In these hydropower applications, it is very important to track generator temperatures and shaft line strain and this is done in harsh conditions where traditional solutions are ineffective. GE Hydro uses wired sensors in static parts of turbine generators to check its conditions, but high-moving parts like the generator poles are less instrumented today, even though they are critical parts of the equipment.
Monitoring, collecting and managing reliable data with a small RFID TAG is a major technical challenge because of the brute force of the operating equipment. One of them comes specifically from the high currents and related electromagnetic fields inside the enclosure where is the RFID chip in the generator: any loop in such fields can turn into unwanted currents with potential short circuits in either the chip or the printed circuit board.
Solution
With specifications in mind, GE Hydro partnered with Asygn, a developer and semiconductor integrated device manufacturer (IDM), to use AS3211 IC that was meeting all of GE Hydro’s requirements. But to create an industrial-grade solution, the entire system would also need a properly tuned antenna within the RFID bandwidth capable to power the complete acquisition chain and components of the chip. GE Hydro also specified a full system to be attached to the rotating parts where the distances and the transit time would be close to 4 meters and 10 milliseconds respectively.
Asygn had already been working with HID Global as a TAG provider for the UHF condition monitoring sensors they developed over the past decade.

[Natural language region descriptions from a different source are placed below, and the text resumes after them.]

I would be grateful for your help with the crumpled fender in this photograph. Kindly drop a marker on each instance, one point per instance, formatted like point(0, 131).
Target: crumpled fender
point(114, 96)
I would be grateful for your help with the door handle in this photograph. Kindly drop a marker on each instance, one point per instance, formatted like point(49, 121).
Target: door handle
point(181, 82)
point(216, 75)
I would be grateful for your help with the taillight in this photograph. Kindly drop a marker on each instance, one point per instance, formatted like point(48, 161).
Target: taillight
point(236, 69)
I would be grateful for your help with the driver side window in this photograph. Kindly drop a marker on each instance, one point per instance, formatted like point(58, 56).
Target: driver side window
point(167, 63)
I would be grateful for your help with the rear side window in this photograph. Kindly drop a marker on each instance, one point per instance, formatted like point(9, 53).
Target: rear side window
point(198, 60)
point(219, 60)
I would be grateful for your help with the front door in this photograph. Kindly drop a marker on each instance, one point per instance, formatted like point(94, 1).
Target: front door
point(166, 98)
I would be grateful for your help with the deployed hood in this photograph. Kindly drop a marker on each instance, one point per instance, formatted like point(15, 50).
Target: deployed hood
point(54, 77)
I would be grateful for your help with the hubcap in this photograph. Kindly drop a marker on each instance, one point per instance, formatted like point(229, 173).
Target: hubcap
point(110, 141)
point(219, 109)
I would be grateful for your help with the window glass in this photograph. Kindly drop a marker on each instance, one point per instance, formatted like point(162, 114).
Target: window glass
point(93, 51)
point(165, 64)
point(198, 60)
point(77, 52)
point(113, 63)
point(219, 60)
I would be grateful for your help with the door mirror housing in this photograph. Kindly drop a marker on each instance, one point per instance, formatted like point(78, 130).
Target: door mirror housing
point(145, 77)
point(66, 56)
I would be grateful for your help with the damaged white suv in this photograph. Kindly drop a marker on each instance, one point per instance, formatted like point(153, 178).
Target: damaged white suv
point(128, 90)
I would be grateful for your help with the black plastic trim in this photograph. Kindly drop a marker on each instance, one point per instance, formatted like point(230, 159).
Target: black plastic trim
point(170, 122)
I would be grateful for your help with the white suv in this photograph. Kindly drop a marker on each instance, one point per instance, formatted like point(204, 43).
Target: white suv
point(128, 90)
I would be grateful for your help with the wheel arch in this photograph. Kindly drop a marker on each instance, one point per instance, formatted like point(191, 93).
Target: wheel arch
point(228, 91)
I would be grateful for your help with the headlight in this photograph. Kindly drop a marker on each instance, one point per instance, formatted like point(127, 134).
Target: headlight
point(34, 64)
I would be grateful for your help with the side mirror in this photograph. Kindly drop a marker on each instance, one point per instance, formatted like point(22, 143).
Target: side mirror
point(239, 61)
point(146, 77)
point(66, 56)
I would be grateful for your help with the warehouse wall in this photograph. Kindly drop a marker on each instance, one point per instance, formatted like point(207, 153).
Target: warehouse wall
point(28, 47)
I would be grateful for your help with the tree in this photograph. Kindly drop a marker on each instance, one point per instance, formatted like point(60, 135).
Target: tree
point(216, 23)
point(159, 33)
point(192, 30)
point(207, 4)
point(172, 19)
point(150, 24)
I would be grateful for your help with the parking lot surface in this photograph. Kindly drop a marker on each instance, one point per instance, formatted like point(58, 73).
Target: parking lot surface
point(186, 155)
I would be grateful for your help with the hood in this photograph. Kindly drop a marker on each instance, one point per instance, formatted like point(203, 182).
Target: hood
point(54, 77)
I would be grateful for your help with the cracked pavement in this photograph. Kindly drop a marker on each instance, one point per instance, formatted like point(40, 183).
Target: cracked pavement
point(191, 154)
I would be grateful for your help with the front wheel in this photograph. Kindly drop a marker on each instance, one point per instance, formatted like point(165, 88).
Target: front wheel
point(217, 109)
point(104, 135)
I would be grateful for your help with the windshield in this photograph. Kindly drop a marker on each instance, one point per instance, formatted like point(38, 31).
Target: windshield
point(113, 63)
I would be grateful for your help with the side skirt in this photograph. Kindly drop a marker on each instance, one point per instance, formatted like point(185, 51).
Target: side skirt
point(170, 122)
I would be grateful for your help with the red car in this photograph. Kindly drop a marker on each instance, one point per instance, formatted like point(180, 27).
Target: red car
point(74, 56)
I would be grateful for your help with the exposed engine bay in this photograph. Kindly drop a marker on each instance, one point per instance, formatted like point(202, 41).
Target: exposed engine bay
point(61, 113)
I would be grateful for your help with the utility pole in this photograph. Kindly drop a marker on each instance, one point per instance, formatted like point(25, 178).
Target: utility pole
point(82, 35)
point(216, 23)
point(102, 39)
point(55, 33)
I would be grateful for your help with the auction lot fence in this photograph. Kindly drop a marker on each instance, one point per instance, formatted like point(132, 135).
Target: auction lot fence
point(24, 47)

So, enlisting HID Global to solve GE Hydro’s challenge was a clear choice.
Integrating the TAG antenna with the RFID chip was critical to ensure the antenna’s reliability and integrity during the massive radial acceleration of the hydro turbines.
Adding to the complexity, GE Hydro needed to measure external deformations in quarter and half-bridge strains by using a silicon gauge bonded directly to the structure. HID Global’s engineering team was able to offset the TAG’s thickness to maintain the antenna’s performance even if in close proximity with metallic conductive surfaces.

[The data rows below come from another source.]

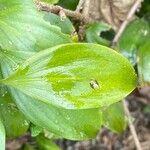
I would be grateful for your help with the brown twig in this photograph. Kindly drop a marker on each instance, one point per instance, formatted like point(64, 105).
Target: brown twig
point(126, 21)
point(56, 10)
point(131, 126)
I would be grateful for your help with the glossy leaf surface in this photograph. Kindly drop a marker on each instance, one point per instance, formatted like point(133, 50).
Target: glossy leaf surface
point(144, 63)
point(75, 76)
point(67, 123)
point(51, 1)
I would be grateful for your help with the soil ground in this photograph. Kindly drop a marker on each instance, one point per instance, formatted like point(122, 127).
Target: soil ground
point(139, 106)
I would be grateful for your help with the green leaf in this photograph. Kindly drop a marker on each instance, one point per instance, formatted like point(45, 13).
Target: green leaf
point(67, 123)
point(93, 33)
point(75, 76)
point(24, 32)
point(51, 1)
point(65, 25)
point(60, 78)
point(69, 4)
point(114, 118)
point(45, 144)
point(144, 63)
point(35, 130)
point(133, 36)
point(2, 136)
point(14, 121)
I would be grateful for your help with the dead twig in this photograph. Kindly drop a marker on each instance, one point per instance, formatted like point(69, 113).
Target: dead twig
point(126, 21)
point(56, 10)
point(131, 126)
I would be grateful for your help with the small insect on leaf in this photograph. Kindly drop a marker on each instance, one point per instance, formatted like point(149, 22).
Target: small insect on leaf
point(94, 84)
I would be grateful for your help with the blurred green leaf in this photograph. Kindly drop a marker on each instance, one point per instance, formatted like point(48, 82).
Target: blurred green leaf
point(68, 4)
point(114, 118)
point(93, 33)
point(14, 121)
point(75, 76)
point(51, 1)
point(134, 35)
point(145, 8)
point(147, 109)
point(144, 63)
point(2, 136)
point(65, 25)
point(45, 144)
point(27, 147)
point(24, 32)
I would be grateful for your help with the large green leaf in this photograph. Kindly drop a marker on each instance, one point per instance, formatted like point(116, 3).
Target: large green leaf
point(51, 1)
point(75, 76)
point(23, 32)
point(70, 124)
point(133, 36)
point(144, 63)
point(2, 136)
point(69, 4)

The solution encompasses Asygn’s chip, which captures temperature and strain measurements when the HID’s TAG antenna forwards that data to an RFID reader. The RFID reader works as an intelligent gateway capable of calibrating, collecting, filtering, averaging and transmitting data locally.

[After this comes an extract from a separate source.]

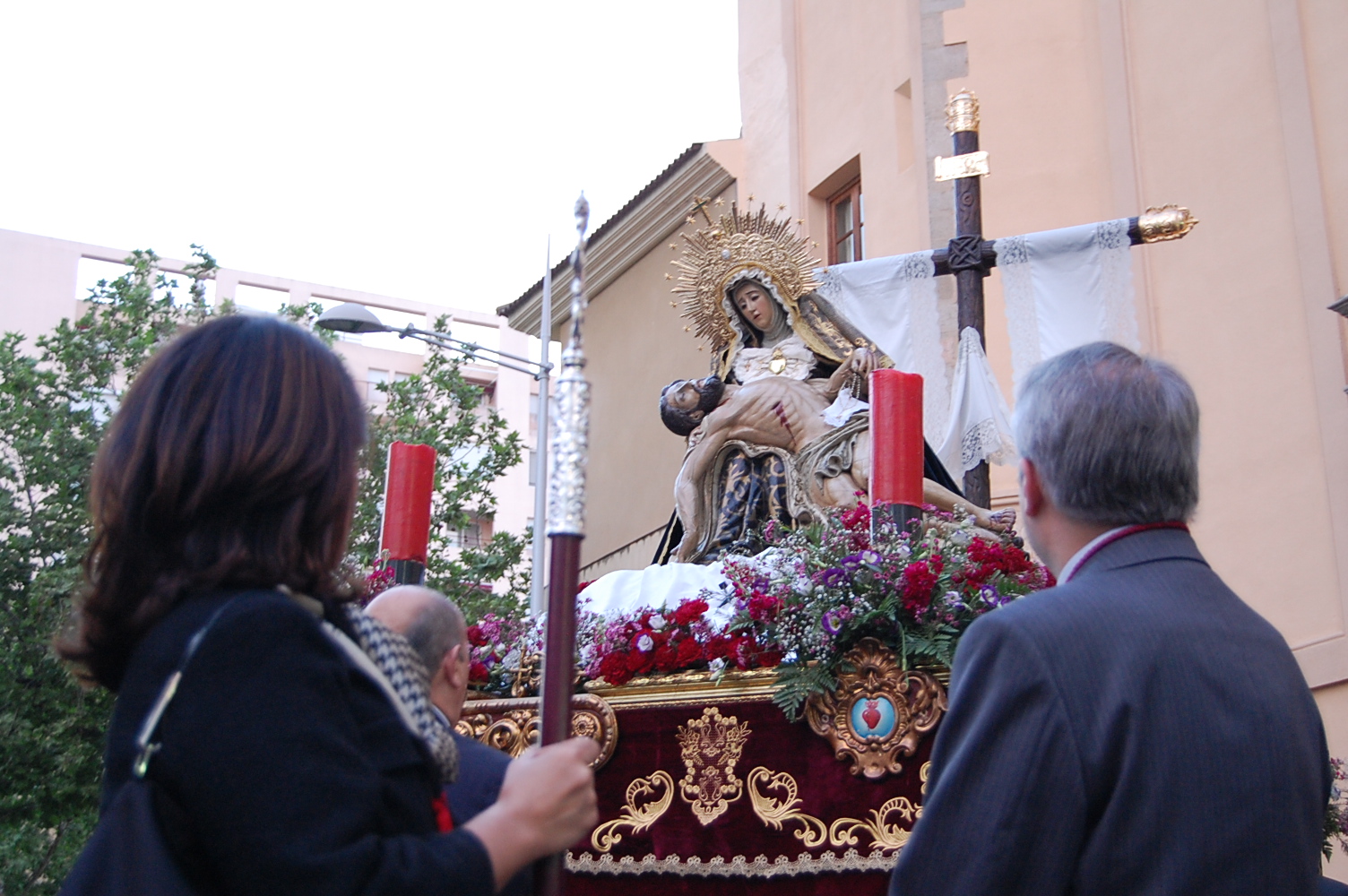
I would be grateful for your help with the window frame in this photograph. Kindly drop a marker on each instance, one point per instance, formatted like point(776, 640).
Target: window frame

Data aggregation and modeling happens through GE Hydro’s Asset Performance Management (APM) platform. The software uses machinelearning analytics with local context and parameters such as ambient and startup temperatures, or seasonal effects to avoid any false positive and push erroneous standardization in the model itself.
Because high radial acceleration is a major challenge, two tests were performed on an overspeed test bench where GE Hydro’s overspeed security devices for hydro turbines are tested and validated. This bench is certified for rotating speed up to 800 rpm with a significant level of safety and speed accuracy.
Benefits
To be able to measure temperature and deformation with a good accuracy with no wires and no battery is critical for GE Hydro’s customers. The TAG’s lightweight and innovative design, which is insulated and resistant to extremely high voltages, makes the solution ideal for hydropower applications. Specifically, the TAGs can now improve cyber-physical models associated to generator cooling and hydraulic efficiency, an important requirement for mean generator enclosure temperature and shaft line torque measurements.
The risks of major failures due to copper fusion in a rotating machine are now drastically minimized. Additionally, it is now possible to push the hydropower equipment to the limits and enhance network power factor and voltage regulation which are critical today with intermittent renewable energy sources from wind and solar plants.
The temperature and strain data are sent to the APM and GE Expert platforms, where data can be monitored and interpreted for real-time machine availability. The new addition of time-to-action analytics informs when an equipment anomaly will reach an alarm limit and require immediate action. Equipped with this knowledge, operational managers and maintenance engineers can optimize maintenance prioritization and scheduling to keep operations running with a cohesive workflow plan in place.
GE Hydro plans to install pilots all over the world and collect data on customer sites, and provide associated services for machine eligibility, RFID integration, bonding, and data collection.